Custom Tokenizer help

Hi,

I am creating a custom tokenizer in Spanish to execute the add_tokens function in an annotations file with spans completed splitting the tokens as I want. I have already updated the tokenizer of the blank:es model to isolate the punctuation marks in different tokens. Examples:

  • Secretario/a -> ["Secretario", "/", "a"]
  • Vitoria-Gasteiz -> ["Vitoria", "-", "Gasteiz"]
  • Hola. -> ["Hola", "."]

I have done this including as prefixes, infixes and suffixes all the symbols available with Regex:

prefixes = nlp.Defaults.prefixes + [r'''[!"\#$%&'()*+,\-./:;<=>?@\[\\\]^_‘{|}~]''']
prefix_regex = spacy.util.compile_prefix_regex(prefixes)
nlp.tokenizer.prefix_search = prefix_regex.search

infixes = nlp.Defaults.infixes + [r'''[!"\#$%&'()*+,\-./:;<=>?@\[\\\]^_‘{|}~]''']
infix_regex = spacy.util.compile_infix_regex(infixes)
nlp.tokenizer.infix_finditer = infix_regex.finditer

suffixes = nlp.Defaults.suffixes + [r'''[!"\#$%&'()*+,\-./:;<=>?@\[\\\]^_‘{|}~]''']
suffix_regex = spacy.util.compile_suffix_regex(suffixes)
nlp.tokenizer.suffix_search = suffix_regex.search

NOTE: I'm not sure if with this Regex syntax it performs exactly as I want.

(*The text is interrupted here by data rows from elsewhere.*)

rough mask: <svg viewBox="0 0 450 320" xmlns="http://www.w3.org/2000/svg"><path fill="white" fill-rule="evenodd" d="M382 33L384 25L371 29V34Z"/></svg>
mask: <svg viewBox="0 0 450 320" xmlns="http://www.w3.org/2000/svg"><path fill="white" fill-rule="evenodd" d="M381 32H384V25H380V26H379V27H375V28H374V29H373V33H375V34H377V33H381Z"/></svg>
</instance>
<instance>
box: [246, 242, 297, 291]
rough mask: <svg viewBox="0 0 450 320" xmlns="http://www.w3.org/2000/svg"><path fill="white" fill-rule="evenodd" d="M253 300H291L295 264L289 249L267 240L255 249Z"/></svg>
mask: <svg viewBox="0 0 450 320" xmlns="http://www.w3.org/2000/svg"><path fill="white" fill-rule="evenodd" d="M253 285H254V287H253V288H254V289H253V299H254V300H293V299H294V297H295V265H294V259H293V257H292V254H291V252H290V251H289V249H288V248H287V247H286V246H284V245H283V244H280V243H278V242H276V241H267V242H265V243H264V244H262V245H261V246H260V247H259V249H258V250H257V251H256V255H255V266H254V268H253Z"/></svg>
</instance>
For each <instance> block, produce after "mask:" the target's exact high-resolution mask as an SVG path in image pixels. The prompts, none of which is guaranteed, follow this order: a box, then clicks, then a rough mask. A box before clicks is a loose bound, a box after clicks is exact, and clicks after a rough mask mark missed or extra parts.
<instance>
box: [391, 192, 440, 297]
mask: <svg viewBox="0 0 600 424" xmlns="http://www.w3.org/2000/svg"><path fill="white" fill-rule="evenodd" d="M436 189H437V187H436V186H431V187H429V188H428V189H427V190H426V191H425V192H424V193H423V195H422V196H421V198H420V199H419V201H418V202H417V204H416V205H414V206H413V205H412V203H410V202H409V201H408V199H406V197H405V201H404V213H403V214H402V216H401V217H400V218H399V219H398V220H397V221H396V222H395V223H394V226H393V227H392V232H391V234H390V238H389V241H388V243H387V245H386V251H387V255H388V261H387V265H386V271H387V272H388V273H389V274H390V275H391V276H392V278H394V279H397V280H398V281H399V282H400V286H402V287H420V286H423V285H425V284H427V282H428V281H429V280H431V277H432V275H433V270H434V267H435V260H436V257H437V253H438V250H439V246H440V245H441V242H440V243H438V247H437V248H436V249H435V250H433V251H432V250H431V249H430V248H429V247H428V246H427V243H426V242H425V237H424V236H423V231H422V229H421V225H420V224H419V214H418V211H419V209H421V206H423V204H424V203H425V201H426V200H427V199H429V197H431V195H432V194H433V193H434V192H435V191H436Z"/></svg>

But in cases as this text fragment:
Secretario/a.
It splits the tokens in:
["Secretario", "/", "a."]
When I want:
["Secretario", "/", "a", "."]
And with this problem I found future token missmatching errors.

I am pretty sure that this is happening because it interprets .a as part of an acronym. So, how can I change that problem at the Tokenizer and obtain the results I want?

Thanks for your question and thanks for reposting your question on the spaCy GitHub discussion. Generally spaCy specific questions are better for that forum as Prodigy Support is best for Prodigy-specific questions.

I'll repost the answer from @polm below for anyone interested.


This is a bit tricky because what you want to do here is remove an existing special case.

First, you can figure out what's going on using the explain method:

nlp.tokenizer.explain("Secretario/a.")
# => [('TOKEN', 'Secretario'), ('INFIX', '/'), ('SPECIAL-1', 'a.')]

SPECIAL refers to a tokenizer exception in this case.

You can remove a tokenizer exception by modifying tokenizer.rules, like this:

rules = nlp.tokenizer.rules
del rules["a."]
nlp.tokenizer.rules = rules

In your case, it sounds like you might want to do this for every lowercase letter. That should be easy to do in a for loop, but if you want to remove more exceptions then it might be better to make your own language subclass where you control the exceptions directly. See the guide to language subclassing or the Spanish definition for an example of what that looks like.